Por outro lado, os centros comunitários bem administrados tornam-se um ponto de encontro dos moradores e sede de diversas comunidades. Um exemplo é o centro do Jardim Alpes, também na Zona Norte. O espaço é usado intensamente, com atividades que vão da ginástica a aulas de religião.
O presidente da Associação de Moradores do Jardim Alpes, Amarildo Lopes, ressalta que a participação da comunidade é intensa. Além do salão, que é alugado para festas, também há um campo de futebol e uma cancha de bocha. A administração fica por conta de um grupo de voluntários, que se responsabiliza pela manutenção. ''Temos atividades de segunda a domingo. É isso que ajuda a garantir a conservação do local'', afirma.
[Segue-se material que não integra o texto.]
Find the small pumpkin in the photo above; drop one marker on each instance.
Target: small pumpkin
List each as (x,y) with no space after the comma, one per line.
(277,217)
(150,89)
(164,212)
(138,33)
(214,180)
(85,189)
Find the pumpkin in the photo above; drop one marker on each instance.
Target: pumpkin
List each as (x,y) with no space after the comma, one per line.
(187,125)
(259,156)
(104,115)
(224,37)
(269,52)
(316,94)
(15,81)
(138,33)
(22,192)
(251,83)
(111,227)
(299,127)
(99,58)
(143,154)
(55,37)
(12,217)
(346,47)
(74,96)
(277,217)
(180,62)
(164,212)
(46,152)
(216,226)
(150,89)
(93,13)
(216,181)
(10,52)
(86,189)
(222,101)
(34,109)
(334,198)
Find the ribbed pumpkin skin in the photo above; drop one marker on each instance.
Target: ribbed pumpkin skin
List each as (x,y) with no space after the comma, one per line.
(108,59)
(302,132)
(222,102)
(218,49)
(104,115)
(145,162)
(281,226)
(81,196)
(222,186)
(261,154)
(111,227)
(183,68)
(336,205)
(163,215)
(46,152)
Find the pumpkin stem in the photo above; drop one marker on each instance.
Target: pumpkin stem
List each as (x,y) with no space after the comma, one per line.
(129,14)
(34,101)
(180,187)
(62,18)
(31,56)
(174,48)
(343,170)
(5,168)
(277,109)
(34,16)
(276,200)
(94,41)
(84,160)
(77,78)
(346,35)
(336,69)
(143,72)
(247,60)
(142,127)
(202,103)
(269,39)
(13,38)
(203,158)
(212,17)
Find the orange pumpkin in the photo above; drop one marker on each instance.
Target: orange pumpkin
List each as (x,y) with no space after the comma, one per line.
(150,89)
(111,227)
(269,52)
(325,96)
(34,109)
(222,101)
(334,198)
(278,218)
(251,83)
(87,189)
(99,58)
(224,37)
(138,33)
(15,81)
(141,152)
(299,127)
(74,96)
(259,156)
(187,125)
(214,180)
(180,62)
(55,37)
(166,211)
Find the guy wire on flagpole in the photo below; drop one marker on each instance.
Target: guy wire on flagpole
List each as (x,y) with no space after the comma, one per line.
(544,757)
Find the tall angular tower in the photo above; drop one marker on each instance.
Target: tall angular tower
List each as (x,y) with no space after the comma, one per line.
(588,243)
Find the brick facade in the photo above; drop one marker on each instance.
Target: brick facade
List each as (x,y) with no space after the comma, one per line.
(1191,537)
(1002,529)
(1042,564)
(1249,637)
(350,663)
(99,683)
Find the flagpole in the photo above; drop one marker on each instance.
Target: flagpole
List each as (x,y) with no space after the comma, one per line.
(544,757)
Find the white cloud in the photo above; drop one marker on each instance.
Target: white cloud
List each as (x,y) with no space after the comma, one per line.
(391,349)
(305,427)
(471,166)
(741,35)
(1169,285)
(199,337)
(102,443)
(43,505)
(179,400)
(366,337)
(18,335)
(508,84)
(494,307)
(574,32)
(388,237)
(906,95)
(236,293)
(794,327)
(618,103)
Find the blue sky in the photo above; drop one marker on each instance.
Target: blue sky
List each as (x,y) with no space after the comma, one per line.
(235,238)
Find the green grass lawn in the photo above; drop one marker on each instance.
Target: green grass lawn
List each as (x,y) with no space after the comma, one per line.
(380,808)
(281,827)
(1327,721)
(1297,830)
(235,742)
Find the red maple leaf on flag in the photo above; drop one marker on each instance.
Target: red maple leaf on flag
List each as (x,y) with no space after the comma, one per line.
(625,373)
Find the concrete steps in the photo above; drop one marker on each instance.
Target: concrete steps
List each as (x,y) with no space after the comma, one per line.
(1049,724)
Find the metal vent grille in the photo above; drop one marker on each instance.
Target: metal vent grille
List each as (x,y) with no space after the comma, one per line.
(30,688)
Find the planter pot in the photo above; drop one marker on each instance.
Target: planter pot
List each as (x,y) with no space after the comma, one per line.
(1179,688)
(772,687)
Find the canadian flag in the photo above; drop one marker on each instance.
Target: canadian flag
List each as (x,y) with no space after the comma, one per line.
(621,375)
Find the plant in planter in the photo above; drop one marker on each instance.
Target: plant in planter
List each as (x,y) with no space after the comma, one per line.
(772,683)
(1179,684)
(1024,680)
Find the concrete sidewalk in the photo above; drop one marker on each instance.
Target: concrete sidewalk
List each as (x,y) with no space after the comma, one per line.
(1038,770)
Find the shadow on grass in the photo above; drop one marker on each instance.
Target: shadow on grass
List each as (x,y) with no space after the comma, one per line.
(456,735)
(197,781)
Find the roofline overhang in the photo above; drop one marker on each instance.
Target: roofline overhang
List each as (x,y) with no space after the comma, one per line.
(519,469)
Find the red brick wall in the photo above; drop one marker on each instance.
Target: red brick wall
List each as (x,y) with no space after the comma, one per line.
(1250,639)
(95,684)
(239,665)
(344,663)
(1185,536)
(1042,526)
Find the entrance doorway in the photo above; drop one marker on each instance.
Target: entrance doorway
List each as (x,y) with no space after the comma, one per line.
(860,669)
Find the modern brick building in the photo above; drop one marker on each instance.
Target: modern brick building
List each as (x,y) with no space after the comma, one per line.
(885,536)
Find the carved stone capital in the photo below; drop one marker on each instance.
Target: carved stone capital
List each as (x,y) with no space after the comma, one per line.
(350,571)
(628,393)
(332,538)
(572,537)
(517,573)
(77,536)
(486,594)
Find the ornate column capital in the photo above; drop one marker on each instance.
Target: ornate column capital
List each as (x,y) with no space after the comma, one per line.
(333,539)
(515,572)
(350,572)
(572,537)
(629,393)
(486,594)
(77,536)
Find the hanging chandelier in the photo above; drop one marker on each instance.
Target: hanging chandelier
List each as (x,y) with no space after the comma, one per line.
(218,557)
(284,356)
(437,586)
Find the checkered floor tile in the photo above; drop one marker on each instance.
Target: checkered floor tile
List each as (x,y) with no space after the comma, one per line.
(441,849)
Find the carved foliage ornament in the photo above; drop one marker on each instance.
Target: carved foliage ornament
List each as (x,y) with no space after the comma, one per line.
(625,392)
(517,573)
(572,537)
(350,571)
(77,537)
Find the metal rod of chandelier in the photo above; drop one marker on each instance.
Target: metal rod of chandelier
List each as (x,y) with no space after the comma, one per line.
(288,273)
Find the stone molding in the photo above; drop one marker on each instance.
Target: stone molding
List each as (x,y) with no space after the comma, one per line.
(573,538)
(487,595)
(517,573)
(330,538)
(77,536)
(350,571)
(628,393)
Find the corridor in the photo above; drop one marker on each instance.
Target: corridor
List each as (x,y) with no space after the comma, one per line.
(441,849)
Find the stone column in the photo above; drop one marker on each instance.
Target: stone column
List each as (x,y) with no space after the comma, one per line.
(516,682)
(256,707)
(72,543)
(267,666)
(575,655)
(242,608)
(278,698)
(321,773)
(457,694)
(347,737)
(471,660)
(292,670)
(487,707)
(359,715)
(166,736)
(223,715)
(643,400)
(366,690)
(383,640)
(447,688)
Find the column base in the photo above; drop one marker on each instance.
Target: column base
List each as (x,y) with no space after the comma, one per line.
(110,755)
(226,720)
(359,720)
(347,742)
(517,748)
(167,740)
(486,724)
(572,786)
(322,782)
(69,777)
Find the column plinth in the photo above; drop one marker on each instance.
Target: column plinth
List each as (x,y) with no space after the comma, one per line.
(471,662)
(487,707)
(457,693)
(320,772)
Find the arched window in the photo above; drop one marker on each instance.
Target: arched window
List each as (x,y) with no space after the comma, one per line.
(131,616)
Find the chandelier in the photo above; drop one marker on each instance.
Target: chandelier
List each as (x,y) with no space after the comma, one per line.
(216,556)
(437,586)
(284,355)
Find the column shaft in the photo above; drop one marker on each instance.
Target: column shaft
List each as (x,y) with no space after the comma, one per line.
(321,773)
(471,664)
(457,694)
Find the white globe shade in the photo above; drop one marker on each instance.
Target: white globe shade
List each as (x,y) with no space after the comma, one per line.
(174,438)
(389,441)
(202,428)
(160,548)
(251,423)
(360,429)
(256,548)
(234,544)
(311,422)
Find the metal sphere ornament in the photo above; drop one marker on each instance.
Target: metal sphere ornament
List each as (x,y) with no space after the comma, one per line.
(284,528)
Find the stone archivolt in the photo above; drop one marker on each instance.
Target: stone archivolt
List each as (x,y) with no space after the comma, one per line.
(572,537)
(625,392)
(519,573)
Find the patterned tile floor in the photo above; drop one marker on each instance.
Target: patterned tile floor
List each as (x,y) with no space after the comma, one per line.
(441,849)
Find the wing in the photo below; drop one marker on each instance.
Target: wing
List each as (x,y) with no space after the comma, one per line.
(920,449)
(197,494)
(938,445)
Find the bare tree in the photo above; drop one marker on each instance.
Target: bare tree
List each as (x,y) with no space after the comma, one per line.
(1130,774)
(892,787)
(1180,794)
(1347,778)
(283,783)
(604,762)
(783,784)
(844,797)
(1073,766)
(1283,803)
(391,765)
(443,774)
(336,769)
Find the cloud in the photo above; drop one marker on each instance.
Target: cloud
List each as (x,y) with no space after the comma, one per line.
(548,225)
Duas noites por semana, por exemplo, um grupo de moradoras faz ginástica com orientação de uma professora voluntária, que também é moradora do Jardim Alpes. Para a instrutora Edina Polo, mais que uma atividade física, as reuniões são uma oportunidade de fazer amizades.
''A amizade começou por causa da ginástica, mas agora não depende dos encontros aqui no centro. Nós nos reunimos fora daqui também. Mas não teria como manter a ginástica se não houvesse um espaço como esse'', declara. A dona-de-casa Neide Gomes, que participa das aulas há três anos, conta que também frequenta as celebrações religiosas no local. ''Meu filho faz catequese aqui. O centro é bem usado por todos'', diz.
E quando o espaço comunitário não é usado, a consequência é sentida por todos do bairro e, principalmente, pela vizinhança. Dona de um estabelecimento comercial na frente do Centro Comunitário do Violin, Maria Helena Barbieri lembra do saudade do tempo em que o centro abrigava o forró nos fins-de-semana. ''Vinha gente até do Centro para o baile. Eu trabalhava até as 5 horas da manhã. Mas faz uns seis anos que está abandonado e chegou até a virar mocó'', relata.
Para o corretor de café Francisco Vieira de Queiroz, que mora há 22 anos na região, o bairro não apresenta tantos problemas. A única queixa é em relação à falta de um espaço adequado para as crianças brincarem. Uma situação que poderia ser resolvida com a reativação do centro. ''A associação deveria se unir com a prefeitura para dar uma arrumada e colocar uma pessoa para cuidar'', sugere.